Linn-Benton Community College still operates its own GED program, Davis said. “Typically, what some of these guys have conveyed to me, you’re going to find adults in classroom settings, like a college class.”

That’s why high-school age students would rather attend the high school program, Davis said.

Davis would like “to build the program to the point where it’s consistent, to make it a positive thing so it’s here at all times, so it’s an option though not the first option,” he said. He wants it to be an avenue where youths can achieve their goals.

Most of his students choose to be there finishing their education, Davis said. He is just a facilitator.

In his first year working in the program, he has had one student complete credits to graduate after falling shy of what was needed to make it at the end of the last school year.

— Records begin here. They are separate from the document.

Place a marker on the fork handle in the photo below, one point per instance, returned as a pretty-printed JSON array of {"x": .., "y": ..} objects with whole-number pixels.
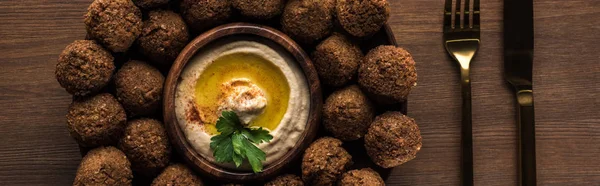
[
  {"x": 527, "y": 163},
  {"x": 466, "y": 130}
]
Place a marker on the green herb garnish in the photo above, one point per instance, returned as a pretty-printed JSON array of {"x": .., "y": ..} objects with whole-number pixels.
[{"x": 236, "y": 143}]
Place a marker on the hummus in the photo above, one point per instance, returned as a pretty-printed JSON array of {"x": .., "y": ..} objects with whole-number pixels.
[{"x": 255, "y": 78}]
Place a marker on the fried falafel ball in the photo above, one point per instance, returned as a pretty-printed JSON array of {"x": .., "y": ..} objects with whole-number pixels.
[
  {"x": 259, "y": 9},
  {"x": 104, "y": 166},
  {"x": 324, "y": 162},
  {"x": 96, "y": 121},
  {"x": 139, "y": 88},
  {"x": 286, "y": 180},
  {"x": 362, "y": 18},
  {"x": 114, "y": 23},
  {"x": 201, "y": 15},
  {"x": 164, "y": 35},
  {"x": 336, "y": 60},
  {"x": 308, "y": 21},
  {"x": 393, "y": 139},
  {"x": 147, "y": 146},
  {"x": 84, "y": 68},
  {"x": 388, "y": 74},
  {"x": 177, "y": 174},
  {"x": 347, "y": 113},
  {"x": 366, "y": 176},
  {"x": 149, "y": 4}
]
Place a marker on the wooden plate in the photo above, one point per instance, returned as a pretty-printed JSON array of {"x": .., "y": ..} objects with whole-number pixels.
[
  {"x": 178, "y": 139},
  {"x": 289, "y": 163}
]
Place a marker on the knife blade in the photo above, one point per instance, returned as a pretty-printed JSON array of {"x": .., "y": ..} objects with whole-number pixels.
[{"x": 518, "y": 70}]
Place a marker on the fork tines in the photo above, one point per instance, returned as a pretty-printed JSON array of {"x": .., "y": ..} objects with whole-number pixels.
[{"x": 462, "y": 14}]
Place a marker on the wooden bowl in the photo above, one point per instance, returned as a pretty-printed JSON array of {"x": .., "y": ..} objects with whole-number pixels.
[{"x": 178, "y": 139}]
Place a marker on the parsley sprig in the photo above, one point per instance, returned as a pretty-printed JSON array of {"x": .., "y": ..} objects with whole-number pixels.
[{"x": 236, "y": 143}]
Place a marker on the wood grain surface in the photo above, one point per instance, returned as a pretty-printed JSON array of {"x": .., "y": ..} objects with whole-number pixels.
[{"x": 36, "y": 149}]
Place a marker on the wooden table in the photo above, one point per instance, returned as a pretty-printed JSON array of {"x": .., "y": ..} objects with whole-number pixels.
[{"x": 36, "y": 149}]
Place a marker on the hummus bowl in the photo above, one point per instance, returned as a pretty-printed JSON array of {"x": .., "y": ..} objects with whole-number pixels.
[{"x": 273, "y": 74}]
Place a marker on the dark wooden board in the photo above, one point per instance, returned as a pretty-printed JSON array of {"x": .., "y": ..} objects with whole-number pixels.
[{"x": 35, "y": 148}]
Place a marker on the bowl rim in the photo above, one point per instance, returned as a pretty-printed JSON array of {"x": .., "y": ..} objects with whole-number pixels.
[{"x": 176, "y": 135}]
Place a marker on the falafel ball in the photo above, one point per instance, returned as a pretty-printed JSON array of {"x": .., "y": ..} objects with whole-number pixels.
[
  {"x": 149, "y": 4},
  {"x": 308, "y": 21},
  {"x": 84, "y": 68},
  {"x": 362, "y": 18},
  {"x": 96, "y": 121},
  {"x": 177, "y": 174},
  {"x": 286, "y": 180},
  {"x": 201, "y": 15},
  {"x": 366, "y": 176},
  {"x": 324, "y": 162},
  {"x": 164, "y": 35},
  {"x": 115, "y": 23},
  {"x": 259, "y": 9},
  {"x": 147, "y": 146},
  {"x": 393, "y": 139},
  {"x": 388, "y": 74},
  {"x": 104, "y": 166},
  {"x": 336, "y": 60},
  {"x": 139, "y": 88},
  {"x": 347, "y": 113}
]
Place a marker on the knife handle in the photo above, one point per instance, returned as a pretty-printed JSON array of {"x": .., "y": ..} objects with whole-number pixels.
[
  {"x": 466, "y": 130},
  {"x": 527, "y": 164}
]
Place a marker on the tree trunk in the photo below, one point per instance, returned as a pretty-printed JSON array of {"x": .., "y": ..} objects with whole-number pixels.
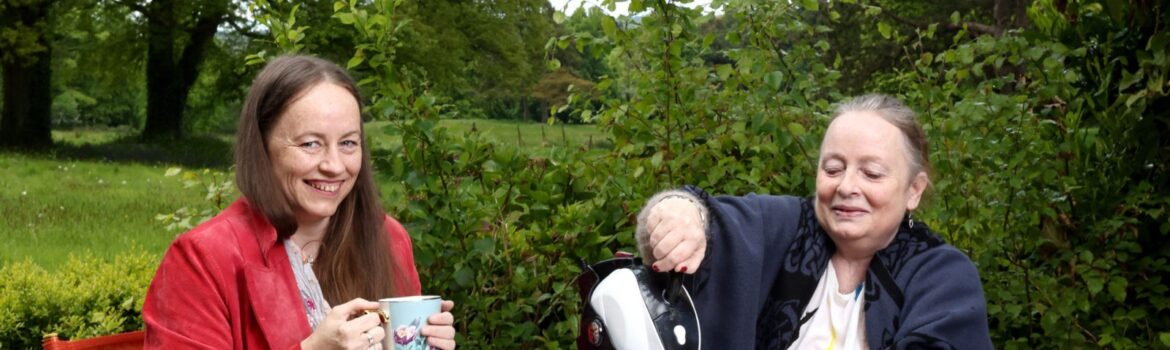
[
  {"x": 171, "y": 74},
  {"x": 27, "y": 98}
]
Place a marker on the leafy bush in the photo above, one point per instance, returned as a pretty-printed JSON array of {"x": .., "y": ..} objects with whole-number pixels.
[
  {"x": 84, "y": 297},
  {"x": 1050, "y": 165}
]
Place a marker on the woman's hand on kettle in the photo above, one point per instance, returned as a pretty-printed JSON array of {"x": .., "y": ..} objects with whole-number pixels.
[
  {"x": 440, "y": 329},
  {"x": 338, "y": 330},
  {"x": 678, "y": 240}
]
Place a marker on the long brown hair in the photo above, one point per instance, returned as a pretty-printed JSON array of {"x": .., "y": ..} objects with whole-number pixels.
[{"x": 353, "y": 260}]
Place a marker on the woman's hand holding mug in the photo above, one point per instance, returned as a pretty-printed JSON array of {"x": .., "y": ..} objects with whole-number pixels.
[
  {"x": 339, "y": 331},
  {"x": 440, "y": 330},
  {"x": 676, "y": 238}
]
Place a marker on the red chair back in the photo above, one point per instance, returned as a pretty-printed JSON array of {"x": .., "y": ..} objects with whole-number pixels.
[{"x": 125, "y": 341}]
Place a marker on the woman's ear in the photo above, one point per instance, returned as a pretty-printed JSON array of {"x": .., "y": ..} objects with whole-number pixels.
[{"x": 917, "y": 186}]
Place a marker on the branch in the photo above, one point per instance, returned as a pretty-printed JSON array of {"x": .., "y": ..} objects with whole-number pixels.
[
  {"x": 234, "y": 21},
  {"x": 979, "y": 28},
  {"x": 133, "y": 5}
]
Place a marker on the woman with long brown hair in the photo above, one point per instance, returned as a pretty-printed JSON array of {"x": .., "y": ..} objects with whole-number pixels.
[{"x": 308, "y": 248}]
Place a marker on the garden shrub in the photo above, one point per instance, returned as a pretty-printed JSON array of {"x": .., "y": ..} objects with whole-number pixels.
[{"x": 84, "y": 297}]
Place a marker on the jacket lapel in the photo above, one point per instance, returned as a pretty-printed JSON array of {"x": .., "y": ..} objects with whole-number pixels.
[{"x": 272, "y": 290}]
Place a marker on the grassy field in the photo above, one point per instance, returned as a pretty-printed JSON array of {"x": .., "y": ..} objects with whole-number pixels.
[
  {"x": 98, "y": 191},
  {"x": 528, "y": 136}
]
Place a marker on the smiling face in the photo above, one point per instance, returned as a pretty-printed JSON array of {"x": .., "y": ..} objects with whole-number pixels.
[
  {"x": 316, "y": 151},
  {"x": 865, "y": 183}
]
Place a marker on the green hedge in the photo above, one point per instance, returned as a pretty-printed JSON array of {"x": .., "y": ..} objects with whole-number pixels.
[{"x": 84, "y": 297}]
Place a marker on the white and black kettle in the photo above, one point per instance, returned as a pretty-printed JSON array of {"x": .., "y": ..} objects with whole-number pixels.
[{"x": 628, "y": 307}]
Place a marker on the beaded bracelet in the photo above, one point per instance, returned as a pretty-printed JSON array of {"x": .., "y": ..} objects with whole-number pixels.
[{"x": 702, "y": 219}]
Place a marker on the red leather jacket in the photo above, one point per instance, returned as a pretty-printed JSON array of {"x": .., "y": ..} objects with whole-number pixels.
[{"x": 228, "y": 285}]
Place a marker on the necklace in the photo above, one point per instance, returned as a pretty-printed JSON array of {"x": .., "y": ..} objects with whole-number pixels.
[{"x": 307, "y": 258}]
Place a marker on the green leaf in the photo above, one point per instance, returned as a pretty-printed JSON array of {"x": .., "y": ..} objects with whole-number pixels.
[
  {"x": 797, "y": 129},
  {"x": 463, "y": 276},
  {"x": 773, "y": 80},
  {"x": 345, "y": 18},
  {"x": 1094, "y": 282},
  {"x": 355, "y": 61},
  {"x": 610, "y": 27},
  {"x": 1129, "y": 80},
  {"x": 483, "y": 246},
  {"x": 723, "y": 70},
  {"x": 811, "y": 5},
  {"x": 1117, "y": 288},
  {"x": 885, "y": 29}
]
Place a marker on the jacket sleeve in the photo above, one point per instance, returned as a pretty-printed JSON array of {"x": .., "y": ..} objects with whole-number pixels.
[
  {"x": 185, "y": 306},
  {"x": 407, "y": 280},
  {"x": 747, "y": 238},
  {"x": 945, "y": 307}
]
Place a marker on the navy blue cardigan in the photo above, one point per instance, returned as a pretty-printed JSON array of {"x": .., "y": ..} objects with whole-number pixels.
[{"x": 766, "y": 253}]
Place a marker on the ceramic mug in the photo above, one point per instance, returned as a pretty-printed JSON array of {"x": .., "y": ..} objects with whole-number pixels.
[{"x": 406, "y": 317}]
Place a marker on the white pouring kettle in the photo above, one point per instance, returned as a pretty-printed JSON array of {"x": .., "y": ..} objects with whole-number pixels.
[{"x": 628, "y": 307}]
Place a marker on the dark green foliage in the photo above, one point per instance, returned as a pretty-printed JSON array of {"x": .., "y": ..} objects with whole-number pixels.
[
  {"x": 1048, "y": 149},
  {"x": 84, "y": 297}
]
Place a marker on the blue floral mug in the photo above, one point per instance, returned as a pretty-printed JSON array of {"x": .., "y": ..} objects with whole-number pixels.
[{"x": 407, "y": 316}]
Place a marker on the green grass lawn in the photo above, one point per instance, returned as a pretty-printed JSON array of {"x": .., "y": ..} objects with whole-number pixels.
[{"x": 98, "y": 191}]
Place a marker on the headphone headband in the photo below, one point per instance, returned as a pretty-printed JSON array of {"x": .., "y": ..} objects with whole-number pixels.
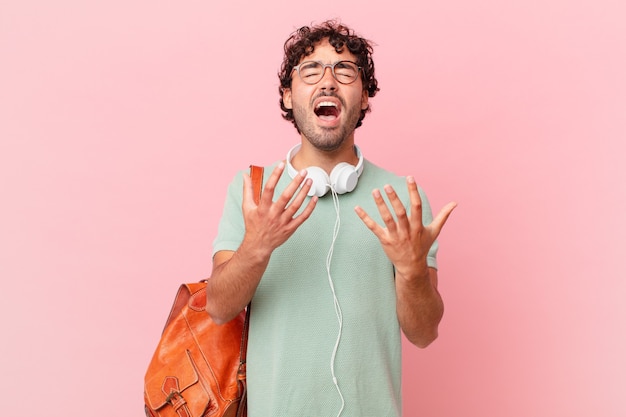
[{"x": 342, "y": 179}]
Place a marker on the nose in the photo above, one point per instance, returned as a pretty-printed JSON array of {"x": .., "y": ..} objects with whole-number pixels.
[{"x": 328, "y": 81}]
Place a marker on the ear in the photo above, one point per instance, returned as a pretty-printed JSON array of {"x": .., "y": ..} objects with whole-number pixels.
[
  {"x": 287, "y": 98},
  {"x": 364, "y": 100}
]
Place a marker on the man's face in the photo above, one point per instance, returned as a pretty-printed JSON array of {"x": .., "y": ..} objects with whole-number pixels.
[{"x": 326, "y": 112}]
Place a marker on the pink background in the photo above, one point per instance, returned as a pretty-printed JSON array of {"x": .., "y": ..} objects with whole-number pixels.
[{"x": 122, "y": 122}]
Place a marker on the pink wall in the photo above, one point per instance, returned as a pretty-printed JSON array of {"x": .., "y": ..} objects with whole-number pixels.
[{"x": 122, "y": 122}]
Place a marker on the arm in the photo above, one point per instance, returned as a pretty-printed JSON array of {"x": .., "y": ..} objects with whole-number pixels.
[
  {"x": 406, "y": 241},
  {"x": 269, "y": 224}
]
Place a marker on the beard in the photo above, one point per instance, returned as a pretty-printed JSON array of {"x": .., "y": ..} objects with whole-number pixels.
[{"x": 323, "y": 138}]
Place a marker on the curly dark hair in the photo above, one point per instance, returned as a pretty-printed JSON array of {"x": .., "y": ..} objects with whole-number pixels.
[{"x": 302, "y": 42}]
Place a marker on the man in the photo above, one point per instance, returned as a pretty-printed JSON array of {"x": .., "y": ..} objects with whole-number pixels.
[{"x": 334, "y": 272}]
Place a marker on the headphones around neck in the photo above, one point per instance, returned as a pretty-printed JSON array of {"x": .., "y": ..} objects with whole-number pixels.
[{"x": 342, "y": 179}]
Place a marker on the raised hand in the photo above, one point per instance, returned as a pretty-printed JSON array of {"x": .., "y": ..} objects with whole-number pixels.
[
  {"x": 270, "y": 223},
  {"x": 405, "y": 239}
]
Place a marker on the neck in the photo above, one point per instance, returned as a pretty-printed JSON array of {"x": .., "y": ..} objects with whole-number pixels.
[{"x": 308, "y": 155}]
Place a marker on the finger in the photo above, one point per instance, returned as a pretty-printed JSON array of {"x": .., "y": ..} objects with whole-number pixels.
[
  {"x": 300, "y": 218},
  {"x": 416, "y": 201},
  {"x": 398, "y": 207},
  {"x": 291, "y": 190},
  {"x": 369, "y": 222},
  {"x": 441, "y": 219},
  {"x": 385, "y": 214},
  {"x": 267, "y": 195}
]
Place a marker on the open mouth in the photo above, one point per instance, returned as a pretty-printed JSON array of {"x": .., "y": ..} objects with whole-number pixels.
[{"x": 327, "y": 110}]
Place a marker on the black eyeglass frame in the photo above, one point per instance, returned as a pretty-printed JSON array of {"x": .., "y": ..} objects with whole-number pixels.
[{"x": 332, "y": 71}]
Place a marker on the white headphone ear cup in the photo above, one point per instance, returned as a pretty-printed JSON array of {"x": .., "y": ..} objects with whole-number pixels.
[
  {"x": 343, "y": 178},
  {"x": 320, "y": 179}
]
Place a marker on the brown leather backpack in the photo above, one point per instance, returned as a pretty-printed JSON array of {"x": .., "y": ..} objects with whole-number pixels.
[{"x": 199, "y": 367}]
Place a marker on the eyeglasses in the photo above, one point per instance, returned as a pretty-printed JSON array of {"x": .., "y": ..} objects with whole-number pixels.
[{"x": 312, "y": 72}]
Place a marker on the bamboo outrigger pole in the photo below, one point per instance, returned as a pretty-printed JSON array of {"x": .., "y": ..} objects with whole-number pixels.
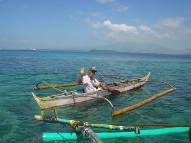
[
  {"x": 38, "y": 87},
  {"x": 142, "y": 103}
]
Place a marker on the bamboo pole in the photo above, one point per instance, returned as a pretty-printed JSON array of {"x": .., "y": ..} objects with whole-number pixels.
[
  {"x": 55, "y": 85},
  {"x": 142, "y": 103}
]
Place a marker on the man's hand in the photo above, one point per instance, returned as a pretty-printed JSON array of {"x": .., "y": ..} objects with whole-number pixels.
[{"x": 82, "y": 71}]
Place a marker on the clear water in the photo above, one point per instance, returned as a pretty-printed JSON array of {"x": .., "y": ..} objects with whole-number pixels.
[{"x": 20, "y": 70}]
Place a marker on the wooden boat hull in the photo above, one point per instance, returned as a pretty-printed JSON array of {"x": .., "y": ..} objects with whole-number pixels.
[{"x": 76, "y": 98}]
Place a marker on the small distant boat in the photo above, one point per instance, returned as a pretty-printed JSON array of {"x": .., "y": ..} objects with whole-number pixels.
[{"x": 72, "y": 98}]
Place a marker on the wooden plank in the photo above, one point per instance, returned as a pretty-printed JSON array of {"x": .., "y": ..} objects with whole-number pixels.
[
  {"x": 55, "y": 85},
  {"x": 142, "y": 103}
]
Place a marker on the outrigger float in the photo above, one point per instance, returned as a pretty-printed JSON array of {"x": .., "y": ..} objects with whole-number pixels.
[{"x": 82, "y": 130}]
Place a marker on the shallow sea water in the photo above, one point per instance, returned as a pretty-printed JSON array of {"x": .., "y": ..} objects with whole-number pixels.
[{"x": 20, "y": 70}]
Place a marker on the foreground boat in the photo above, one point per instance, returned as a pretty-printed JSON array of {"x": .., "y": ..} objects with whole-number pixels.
[
  {"x": 72, "y": 98},
  {"x": 83, "y": 130}
]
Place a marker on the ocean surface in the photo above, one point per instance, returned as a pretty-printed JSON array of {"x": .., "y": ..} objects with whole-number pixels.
[{"x": 20, "y": 70}]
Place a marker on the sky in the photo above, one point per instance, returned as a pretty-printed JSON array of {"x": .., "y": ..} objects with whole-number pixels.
[{"x": 146, "y": 26}]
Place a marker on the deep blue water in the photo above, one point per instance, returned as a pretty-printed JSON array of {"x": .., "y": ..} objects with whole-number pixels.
[{"x": 20, "y": 70}]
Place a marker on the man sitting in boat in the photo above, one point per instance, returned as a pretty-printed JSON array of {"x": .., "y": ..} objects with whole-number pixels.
[{"x": 89, "y": 82}]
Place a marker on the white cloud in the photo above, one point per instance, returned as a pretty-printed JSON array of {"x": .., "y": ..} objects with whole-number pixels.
[
  {"x": 172, "y": 22},
  {"x": 145, "y": 28},
  {"x": 105, "y": 1},
  {"x": 119, "y": 27},
  {"x": 121, "y": 7}
]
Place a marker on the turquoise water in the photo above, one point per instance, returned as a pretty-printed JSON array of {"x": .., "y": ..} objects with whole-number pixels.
[{"x": 20, "y": 70}]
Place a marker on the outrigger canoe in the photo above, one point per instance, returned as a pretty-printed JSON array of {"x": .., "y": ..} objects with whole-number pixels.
[{"x": 72, "y": 98}]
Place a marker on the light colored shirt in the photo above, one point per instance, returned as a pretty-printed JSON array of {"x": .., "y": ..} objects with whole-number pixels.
[{"x": 89, "y": 85}]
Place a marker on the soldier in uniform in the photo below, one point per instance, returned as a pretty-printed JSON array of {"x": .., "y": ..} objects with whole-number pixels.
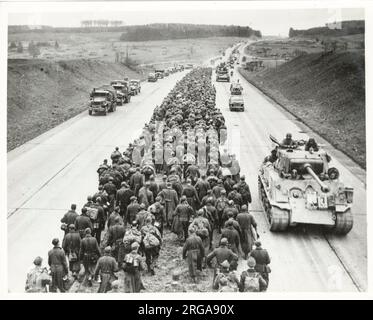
[
  {"x": 106, "y": 268},
  {"x": 137, "y": 181},
  {"x": 69, "y": 217},
  {"x": 83, "y": 222},
  {"x": 159, "y": 214},
  {"x": 37, "y": 277},
  {"x": 71, "y": 246},
  {"x": 288, "y": 141},
  {"x": 132, "y": 210},
  {"x": 123, "y": 199},
  {"x": 153, "y": 187},
  {"x": 232, "y": 236},
  {"x": 152, "y": 253},
  {"x": 132, "y": 266},
  {"x": 262, "y": 259},
  {"x": 102, "y": 168},
  {"x": 163, "y": 184},
  {"x": 311, "y": 143},
  {"x": 89, "y": 254},
  {"x": 194, "y": 252},
  {"x": 191, "y": 194},
  {"x": 115, "y": 240},
  {"x": 251, "y": 273},
  {"x": 145, "y": 195},
  {"x": 202, "y": 186},
  {"x": 244, "y": 190},
  {"x": 59, "y": 269},
  {"x": 170, "y": 200},
  {"x": 111, "y": 190},
  {"x": 221, "y": 254},
  {"x": 113, "y": 216},
  {"x": 192, "y": 172},
  {"x": 247, "y": 224},
  {"x": 221, "y": 204},
  {"x": 224, "y": 273}
]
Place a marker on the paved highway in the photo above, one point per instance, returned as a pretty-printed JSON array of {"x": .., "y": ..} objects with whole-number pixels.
[
  {"x": 302, "y": 259},
  {"x": 58, "y": 168}
]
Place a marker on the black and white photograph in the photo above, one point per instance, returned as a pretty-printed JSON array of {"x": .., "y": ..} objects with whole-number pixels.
[{"x": 161, "y": 147}]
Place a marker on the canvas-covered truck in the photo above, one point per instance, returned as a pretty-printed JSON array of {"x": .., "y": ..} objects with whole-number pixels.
[
  {"x": 135, "y": 86},
  {"x": 103, "y": 100},
  {"x": 236, "y": 103},
  {"x": 236, "y": 89},
  {"x": 159, "y": 73},
  {"x": 152, "y": 77},
  {"x": 222, "y": 72},
  {"x": 121, "y": 87},
  {"x": 300, "y": 188}
]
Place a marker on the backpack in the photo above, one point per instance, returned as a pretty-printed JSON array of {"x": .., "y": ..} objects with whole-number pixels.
[
  {"x": 201, "y": 231},
  {"x": 92, "y": 213},
  {"x": 220, "y": 205},
  {"x": 251, "y": 283},
  {"x": 130, "y": 264},
  {"x": 129, "y": 238},
  {"x": 150, "y": 241}
]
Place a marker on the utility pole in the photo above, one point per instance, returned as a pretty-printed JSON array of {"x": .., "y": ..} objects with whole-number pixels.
[{"x": 127, "y": 54}]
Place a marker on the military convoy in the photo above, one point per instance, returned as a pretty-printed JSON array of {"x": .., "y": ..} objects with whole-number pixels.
[
  {"x": 236, "y": 102},
  {"x": 103, "y": 100},
  {"x": 135, "y": 87},
  {"x": 123, "y": 94},
  {"x": 300, "y": 188},
  {"x": 222, "y": 73},
  {"x": 152, "y": 77}
]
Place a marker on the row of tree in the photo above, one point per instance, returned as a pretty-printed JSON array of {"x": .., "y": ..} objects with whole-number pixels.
[
  {"x": 343, "y": 28},
  {"x": 33, "y": 48},
  {"x": 101, "y": 23},
  {"x": 168, "y": 31}
]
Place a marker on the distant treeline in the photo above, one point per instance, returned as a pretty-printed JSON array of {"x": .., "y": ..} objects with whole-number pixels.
[
  {"x": 166, "y": 31},
  {"x": 342, "y": 28}
]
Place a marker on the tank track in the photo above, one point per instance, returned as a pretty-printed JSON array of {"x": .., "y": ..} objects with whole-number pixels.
[
  {"x": 278, "y": 219},
  {"x": 343, "y": 223}
]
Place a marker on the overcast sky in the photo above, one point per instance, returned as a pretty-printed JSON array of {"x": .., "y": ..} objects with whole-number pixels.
[{"x": 268, "y": 21}]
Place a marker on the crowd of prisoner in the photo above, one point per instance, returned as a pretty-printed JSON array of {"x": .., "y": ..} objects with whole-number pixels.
[{"x": 177, "y": 177}]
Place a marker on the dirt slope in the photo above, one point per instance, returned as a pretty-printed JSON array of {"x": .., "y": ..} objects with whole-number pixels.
[
  {"x": 325, "y": 91},
  {"x": 43, "y": 94}
]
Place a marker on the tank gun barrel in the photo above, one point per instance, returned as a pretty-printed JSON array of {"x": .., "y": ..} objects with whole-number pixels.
[{"x": 324, "y": 187}]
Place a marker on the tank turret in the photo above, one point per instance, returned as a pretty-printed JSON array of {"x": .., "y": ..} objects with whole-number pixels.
[{"x": 324, "y": 187}]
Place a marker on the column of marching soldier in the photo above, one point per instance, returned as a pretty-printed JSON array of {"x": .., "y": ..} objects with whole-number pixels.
[{"x": 196, "y": 199}]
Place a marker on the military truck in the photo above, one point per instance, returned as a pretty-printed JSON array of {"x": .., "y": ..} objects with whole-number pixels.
[
  {"x": 300, "y": 188},
  {"x": 135, "y": 86},
  {"x": 236, "y": 103},
  {"x": 222, "y": 73},
  {"x": 159, "y": 73},
  {"x": 103, "y": 100},
  {"x": 152, "y": 77},
  {"x": 121, "y": 87},
  {"x": 236, "y": 89}
]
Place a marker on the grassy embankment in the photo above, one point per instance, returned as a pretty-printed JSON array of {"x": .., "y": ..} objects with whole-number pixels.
[{"x": 326, "y": 91}]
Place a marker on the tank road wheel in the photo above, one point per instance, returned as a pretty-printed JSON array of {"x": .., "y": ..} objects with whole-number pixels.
[
  {"x": 278, "y": 219},
  {"x": 343, "y": 222}
]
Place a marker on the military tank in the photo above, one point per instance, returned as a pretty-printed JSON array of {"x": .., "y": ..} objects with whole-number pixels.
[{"x": 300, "y": 188}]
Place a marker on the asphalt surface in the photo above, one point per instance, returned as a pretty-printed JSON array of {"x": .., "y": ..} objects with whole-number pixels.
[
  {"x": 58, "y": 168},
  {"x": 303, "y": 259}
]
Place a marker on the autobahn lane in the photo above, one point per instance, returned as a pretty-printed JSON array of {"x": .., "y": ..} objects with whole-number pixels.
[
  {"x": 302, "y": 260},
  {"x": 58, "y": 168}
]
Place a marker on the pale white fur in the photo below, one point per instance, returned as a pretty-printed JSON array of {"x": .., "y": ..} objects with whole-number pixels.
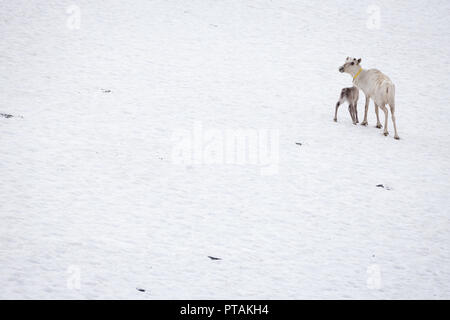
[{"x": 376, "y": 86}]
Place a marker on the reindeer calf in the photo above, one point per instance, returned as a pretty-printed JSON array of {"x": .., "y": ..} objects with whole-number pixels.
[{"x": 350, "y": 95}]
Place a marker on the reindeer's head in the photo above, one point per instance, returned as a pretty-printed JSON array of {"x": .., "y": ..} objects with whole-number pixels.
[{"x": 351, "y": 65}]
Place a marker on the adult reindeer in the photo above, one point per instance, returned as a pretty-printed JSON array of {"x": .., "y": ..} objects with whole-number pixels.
[{"x": 375, "y": 85}]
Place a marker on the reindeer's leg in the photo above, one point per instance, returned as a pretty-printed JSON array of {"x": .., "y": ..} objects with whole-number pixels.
[
  {"x": 383, "y": 107},
  {"x": 364, "y": 123},
  {"x": 378, "y": 116},
  {"x": 351, "y": 109},
  {"x": 335, "y": 112},
  {"x": 392, "y": 106}
]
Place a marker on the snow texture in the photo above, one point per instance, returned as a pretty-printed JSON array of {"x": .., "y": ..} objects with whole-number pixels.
[{"x": 94, "y": 206}]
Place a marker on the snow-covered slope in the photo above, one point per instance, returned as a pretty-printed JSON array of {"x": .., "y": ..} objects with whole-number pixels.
[{"x": 95, "y": 204}]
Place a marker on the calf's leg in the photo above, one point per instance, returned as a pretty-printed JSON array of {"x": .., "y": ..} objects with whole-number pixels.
[
  {"x": 335, "y": 112},
  {"x": 392, "y": 107},
  {"x": 378, "y": 116}
]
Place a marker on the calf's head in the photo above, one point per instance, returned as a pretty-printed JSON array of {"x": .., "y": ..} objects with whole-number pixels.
[{"x": 351, "y": 65}]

“We gave him his diploma,” Davis said. “It was a big deal because it was a difficult road for this young man.”

Three students in credit retrieval right now are on track to walk with their class at graduation, Davis said. One will take a little longer. In the GED part of the program, Denise Bonneville, 17, is nearly done and expects to earn her GED in February.

Living in Albany, Bonneville started her GED courses at LBCC. Later, she moved to Sweet Home to live with her father. She started in the program at SHHS. where she can get more one-on-one time with the teacher in a more comfortable atmosphere for a high-school age student.

“I dropped out when I was a freshman,” Bonneville said. “I want to go somewhere before I’m 21.”

To finish a high school diploma at this point would take another four years. She would be 21 before she earned it.

“I didn’t like high school,” Bonneville said. “It wasn’t for me. I didn’t like it.”

Dropping out left her somewhere she decided she didn’t want to be, affecting her employment opportunities.

“I wouldn’t be able to get the job I want,” Bonneville said. “I’m actually going for nursing. I guess I didn’t want to work at Safeway or McDonald’s the rest of my life.… I go home and study. I study all the time. I don’t … mess around. I study.”

She plans to wrap up her GED quickly, after beginning only in May.

She plans to attend LBCC right away, working a job to help attend school and receiving help from her father. There she plans to earn a college transfer degree then attend the University of Oregon.

To her peers, she offers, “don’t mess around with your life. If you’re in GED, don’t just be there because you have to be. Be somebody. Just because you dropped out of high school doesn’t mean you can’t be somebody.”

She recommends not even getting to that point. Bonneville said she definitely spends more time studying now than she would have had to in high school.

“It’s difficult at times,” Bonneville said. “You have to be really determined, I guess.”